Las personas con demencia tienen más probabilidades de vivir en casa cuando fallecen que en un hogar de ancianos, según una nueva investigación del Instituto Regenstrief y la Universidad de Indiana. Esto contradice la opinión generalizada de que la mayoría de las personas con demencia en los Estados Unidos eventualmente viven y mueren en hogares de ancianos.

Este es el primer estudio que sigue a las personas con demencia hasta la muerte, independientemente de si murieron de demencia u otra afección. De hecho, la mayoría de las personas con demencia, incluso con demencia avanzada, mueren a causa de una afección física como cáncer, enfermedades cardíacas o neumonía.

El estudio rastreó a las personas con demencia para determinar dónde recibieron atención y en qué orden. En lugar de encontrar que estos pacientes se mudan directamente de su hogar al hospital y al asilo de ancianos como se suponía, los investigadores descubrieron que muchas personas con demencia van y vienen. Las transiciones en la atención son numerosas y no siguen un camino establecido.

"Este es un estudio sobre cómo es vivir con demencia durante un período de cinco a 10 años", dijo el investigador del Regenstrief Institute Christopher Callahan, MD, Cornelius and Yvonne Pettinga Professor in Aging Research en Indiana University School of Medicine y director del Centro de Investigación del Envejecimiento de la Universidad de Indiana.

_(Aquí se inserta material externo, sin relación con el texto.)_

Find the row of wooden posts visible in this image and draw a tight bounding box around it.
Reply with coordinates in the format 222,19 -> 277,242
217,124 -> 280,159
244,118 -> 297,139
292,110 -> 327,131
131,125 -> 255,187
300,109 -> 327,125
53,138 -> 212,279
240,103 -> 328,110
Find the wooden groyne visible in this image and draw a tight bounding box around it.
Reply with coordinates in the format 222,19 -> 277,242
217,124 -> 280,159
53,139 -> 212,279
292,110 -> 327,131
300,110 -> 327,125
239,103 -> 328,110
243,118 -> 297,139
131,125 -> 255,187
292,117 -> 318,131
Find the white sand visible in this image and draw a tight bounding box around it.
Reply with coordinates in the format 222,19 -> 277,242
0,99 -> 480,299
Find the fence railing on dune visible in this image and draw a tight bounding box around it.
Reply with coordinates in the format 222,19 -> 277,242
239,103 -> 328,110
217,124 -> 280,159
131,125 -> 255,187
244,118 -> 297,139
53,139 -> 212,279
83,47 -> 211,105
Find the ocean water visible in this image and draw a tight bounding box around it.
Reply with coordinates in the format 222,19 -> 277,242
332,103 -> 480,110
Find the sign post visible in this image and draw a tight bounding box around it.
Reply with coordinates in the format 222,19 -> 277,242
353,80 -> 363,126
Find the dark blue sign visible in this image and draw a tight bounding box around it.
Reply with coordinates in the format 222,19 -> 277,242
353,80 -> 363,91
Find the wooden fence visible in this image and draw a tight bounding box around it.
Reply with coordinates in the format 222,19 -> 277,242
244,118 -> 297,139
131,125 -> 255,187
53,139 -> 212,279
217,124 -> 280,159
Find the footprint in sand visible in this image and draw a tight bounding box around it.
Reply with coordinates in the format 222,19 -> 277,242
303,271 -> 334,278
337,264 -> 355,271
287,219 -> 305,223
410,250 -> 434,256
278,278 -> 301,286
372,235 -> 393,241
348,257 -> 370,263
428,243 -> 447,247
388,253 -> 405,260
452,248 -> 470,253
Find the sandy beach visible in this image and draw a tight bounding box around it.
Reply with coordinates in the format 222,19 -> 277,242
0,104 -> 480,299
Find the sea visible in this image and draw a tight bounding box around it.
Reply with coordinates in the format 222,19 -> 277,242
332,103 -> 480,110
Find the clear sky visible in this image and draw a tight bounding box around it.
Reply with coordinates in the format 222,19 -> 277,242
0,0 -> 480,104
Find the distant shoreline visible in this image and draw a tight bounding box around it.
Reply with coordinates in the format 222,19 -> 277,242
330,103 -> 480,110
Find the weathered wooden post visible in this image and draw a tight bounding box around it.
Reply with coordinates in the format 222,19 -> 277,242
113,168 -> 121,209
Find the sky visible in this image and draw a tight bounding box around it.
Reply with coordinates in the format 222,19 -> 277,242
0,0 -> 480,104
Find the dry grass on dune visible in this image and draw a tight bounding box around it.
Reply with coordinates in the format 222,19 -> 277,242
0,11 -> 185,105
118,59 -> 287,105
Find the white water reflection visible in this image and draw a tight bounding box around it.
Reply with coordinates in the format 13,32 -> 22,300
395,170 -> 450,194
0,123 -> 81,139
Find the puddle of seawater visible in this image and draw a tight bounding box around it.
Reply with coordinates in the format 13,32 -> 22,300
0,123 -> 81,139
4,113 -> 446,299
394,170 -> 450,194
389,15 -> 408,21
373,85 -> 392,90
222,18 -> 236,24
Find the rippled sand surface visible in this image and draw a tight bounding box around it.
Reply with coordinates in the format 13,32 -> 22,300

“Probablemente no proceda en línea recta desde el hogar al hospital y al hogar de ancianos. Experimentarás múltiples transiciones a medida que progreses de demencia leve a moderada a avanzada ".

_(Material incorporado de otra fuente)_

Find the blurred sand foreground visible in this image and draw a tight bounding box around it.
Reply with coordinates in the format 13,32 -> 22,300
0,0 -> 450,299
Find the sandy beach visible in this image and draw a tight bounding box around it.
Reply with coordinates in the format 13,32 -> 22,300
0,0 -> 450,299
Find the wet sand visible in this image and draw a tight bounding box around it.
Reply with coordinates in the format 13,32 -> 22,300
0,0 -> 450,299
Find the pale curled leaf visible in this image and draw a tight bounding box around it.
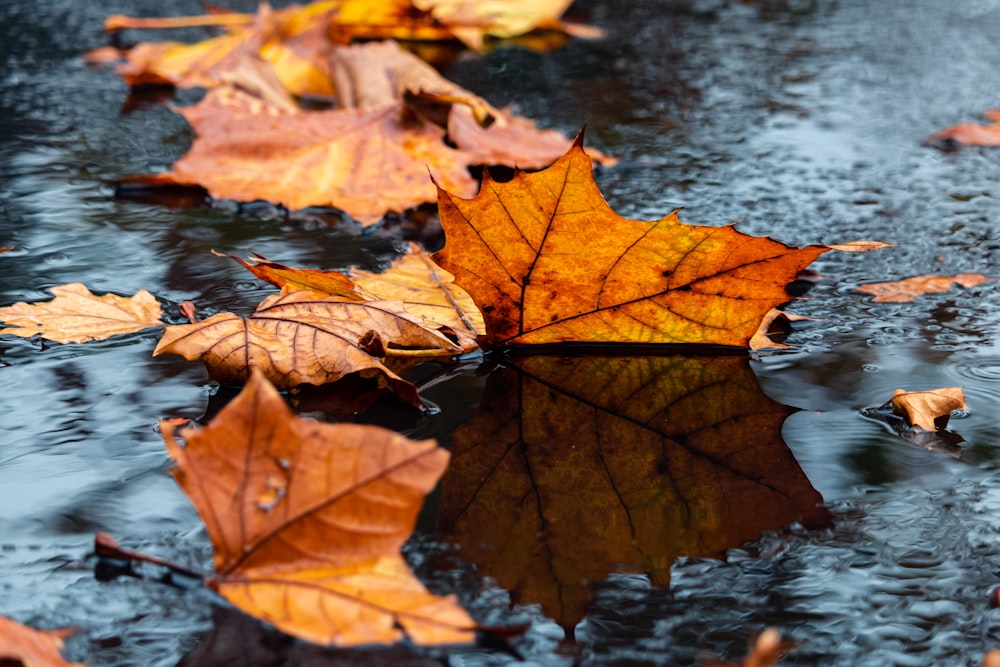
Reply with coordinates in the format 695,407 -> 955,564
857,273 -> 995,303
153,291 -> 462,406
161,369 -> 474,646
0,283 -> 163,343
349,243 -> 486,350
890,387 -> 968,431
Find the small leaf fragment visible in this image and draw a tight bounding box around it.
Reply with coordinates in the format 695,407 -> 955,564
857,273 -> 996,303
0,283 -> 163,343
890,387 -> 969,431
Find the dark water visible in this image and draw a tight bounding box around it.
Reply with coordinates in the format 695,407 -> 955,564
0,0 -> 1000,666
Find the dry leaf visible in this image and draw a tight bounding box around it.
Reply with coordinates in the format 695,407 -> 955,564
121,43 -> 610,225
212,250 -> 366,301
439,355 -> 829,628
891,387 -> 969,431
153,291 -> 462,407
858,273 -> 995,303
161,369 -> 474,646
927,109 -> 1000,146
434,133 -> 888,347
0,616 -> 83,667
350,243 -> 486,350
0,283 -> 163,343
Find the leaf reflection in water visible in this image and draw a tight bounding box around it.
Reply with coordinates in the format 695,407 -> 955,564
439,355 -> 829,629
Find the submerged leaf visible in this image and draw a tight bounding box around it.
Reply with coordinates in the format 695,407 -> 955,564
434,133 -> 880,347
0,283 -> 163,343
350,243 -> 486,349
890,387 -> 969,431
161,369 -> 474,646
153,291 -> 462,406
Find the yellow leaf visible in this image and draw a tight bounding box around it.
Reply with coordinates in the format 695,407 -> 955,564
0,283 -> 163,343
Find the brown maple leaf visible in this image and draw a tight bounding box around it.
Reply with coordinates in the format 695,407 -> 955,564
0,616 -> 83,667
161,369 -> 474,646
121,42 -> 611,225
927,109 -> 1000,147
0,283 -> 163,343
890,387 -> 969,431
434,133 -> 877,347
438,354 -> 829,628
857,273 -> 995,303
153,291 -> 462,407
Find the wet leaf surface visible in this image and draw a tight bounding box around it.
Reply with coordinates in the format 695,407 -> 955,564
434,134 -> 878,347
440,355 -> 827,628
160,371 -> 473,646
858,273 -> 995,303
0,283 -> 163,343
153,291 -> 462,406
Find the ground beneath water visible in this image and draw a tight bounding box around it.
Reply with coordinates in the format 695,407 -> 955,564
0,0 -> 1000,667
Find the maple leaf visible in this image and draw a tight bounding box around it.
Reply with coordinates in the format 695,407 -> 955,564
349,243 -> 486,351
161,369 -> 474,646
121,42 -> 610,225
0,616 -> 83,667
890,387 -> 969,431
105,2 -> 337,97
153,291 -> 462,407
926,109 -> 1000,148
434,132 -> 888,347
439,355 -> 828,628
857,273 -> 995,303
0,283 -> 163,343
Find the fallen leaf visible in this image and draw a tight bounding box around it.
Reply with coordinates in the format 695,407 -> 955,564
857,273 -> 995,303
703,628 -> 795,667
890,387 -> 969,431
176,606 -> 441,667
0,283 -> 163,343
161,369 -> 474,646
350,243 -> 486,350
927,109 -> 1000,146
153,291 -> 462,407
212,250 -> 368,301
0,616 -> 83,667
434,133 -> 880,347
105,2 -> 337,97
439,355 -> 829,628
120,42 -> 611,225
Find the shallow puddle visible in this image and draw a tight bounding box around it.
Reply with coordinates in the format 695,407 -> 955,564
0,0 -> 1000,667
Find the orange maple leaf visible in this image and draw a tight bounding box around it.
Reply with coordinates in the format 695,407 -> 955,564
434,133 -> 871,347
161,370 -> 474,646
0,616 -> 83,667
890,387 -> 969,431
0,283 -> 163,343
153,291 -> 462,407
121,42 -> 612,225
857,273 -> 995,303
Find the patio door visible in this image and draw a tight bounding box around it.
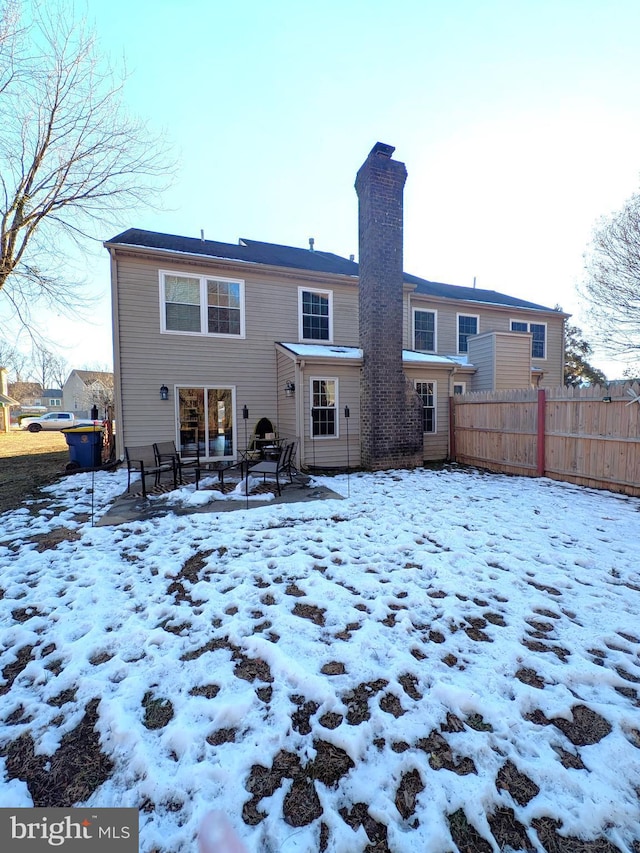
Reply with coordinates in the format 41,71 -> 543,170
176,386 -> 236,459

Aunque el 74 por ciento de las veces los pacientes con demencia van a un hogar de ancianos después de ser hospitalizados, por lo general no permanecen allí.Solo alrededor de una cuarta parte regresará al hospital en menos de un mes. Muchos del resto volverán a casa.

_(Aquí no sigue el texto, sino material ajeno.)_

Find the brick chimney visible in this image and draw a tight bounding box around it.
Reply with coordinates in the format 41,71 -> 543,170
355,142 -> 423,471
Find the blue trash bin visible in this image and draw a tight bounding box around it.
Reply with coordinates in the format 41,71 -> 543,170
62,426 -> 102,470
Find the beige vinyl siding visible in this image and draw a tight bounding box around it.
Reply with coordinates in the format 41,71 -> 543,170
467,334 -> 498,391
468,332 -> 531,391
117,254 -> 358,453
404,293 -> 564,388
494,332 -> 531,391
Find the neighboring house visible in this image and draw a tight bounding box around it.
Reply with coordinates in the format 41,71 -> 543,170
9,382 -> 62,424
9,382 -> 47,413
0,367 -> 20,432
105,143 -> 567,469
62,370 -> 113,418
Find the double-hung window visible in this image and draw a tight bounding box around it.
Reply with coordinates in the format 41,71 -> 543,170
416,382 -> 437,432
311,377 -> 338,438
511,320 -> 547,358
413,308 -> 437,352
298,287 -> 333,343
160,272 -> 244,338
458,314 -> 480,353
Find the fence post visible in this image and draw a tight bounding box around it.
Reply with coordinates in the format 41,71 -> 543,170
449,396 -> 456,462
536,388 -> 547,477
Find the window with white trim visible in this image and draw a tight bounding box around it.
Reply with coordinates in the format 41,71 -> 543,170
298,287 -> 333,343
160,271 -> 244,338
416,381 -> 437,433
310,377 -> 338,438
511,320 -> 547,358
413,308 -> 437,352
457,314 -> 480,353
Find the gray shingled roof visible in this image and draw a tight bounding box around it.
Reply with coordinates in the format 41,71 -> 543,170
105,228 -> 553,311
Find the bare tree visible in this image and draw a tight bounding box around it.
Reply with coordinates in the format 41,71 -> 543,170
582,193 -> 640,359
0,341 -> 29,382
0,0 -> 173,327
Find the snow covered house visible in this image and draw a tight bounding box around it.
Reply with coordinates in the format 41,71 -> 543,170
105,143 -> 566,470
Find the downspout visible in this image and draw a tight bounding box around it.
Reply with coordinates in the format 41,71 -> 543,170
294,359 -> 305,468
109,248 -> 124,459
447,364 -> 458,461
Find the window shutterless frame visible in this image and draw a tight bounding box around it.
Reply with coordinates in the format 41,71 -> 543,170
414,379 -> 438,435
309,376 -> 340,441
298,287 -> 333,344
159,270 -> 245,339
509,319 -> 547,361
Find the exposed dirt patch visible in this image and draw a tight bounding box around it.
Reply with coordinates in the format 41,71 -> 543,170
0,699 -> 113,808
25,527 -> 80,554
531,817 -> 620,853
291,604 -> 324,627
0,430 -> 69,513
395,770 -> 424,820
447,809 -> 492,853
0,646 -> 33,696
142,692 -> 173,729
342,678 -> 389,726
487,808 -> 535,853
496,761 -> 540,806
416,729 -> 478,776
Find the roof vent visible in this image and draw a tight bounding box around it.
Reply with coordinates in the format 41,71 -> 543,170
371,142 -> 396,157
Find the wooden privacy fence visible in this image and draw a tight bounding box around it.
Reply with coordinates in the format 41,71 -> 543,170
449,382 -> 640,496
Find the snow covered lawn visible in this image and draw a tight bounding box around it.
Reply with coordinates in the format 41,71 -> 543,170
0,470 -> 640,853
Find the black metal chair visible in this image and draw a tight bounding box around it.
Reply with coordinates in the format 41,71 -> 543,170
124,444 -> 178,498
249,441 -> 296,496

Los investigadores encontraron que la mayoría de la atención de las personas con demencia, incluso con demencia grave, la brindan las familias.

"Estos resultados desafían las suposiciones anteriores", dijo Callahan, quien fundó el Centro IU para la Investigación del Envejecimiento en 1997.

“Nuestros hallazgos proporcionarán información importante para todos aquellos interesados ​​en administrar el cuidado de los adultos mayores: familias, médicos, trabajadores sociales, formuladores de políticas, Medicare y Medicaid, compañías de seguros, administradores de hospitales y hogares de ancianos, así como personas mayores. El cuidado de las personas que viven con demencia requiere la atención de todo nuestro sistema de atención médica ".

La investigación aparece en el Revista de la Sociedad Americana de Geriatría.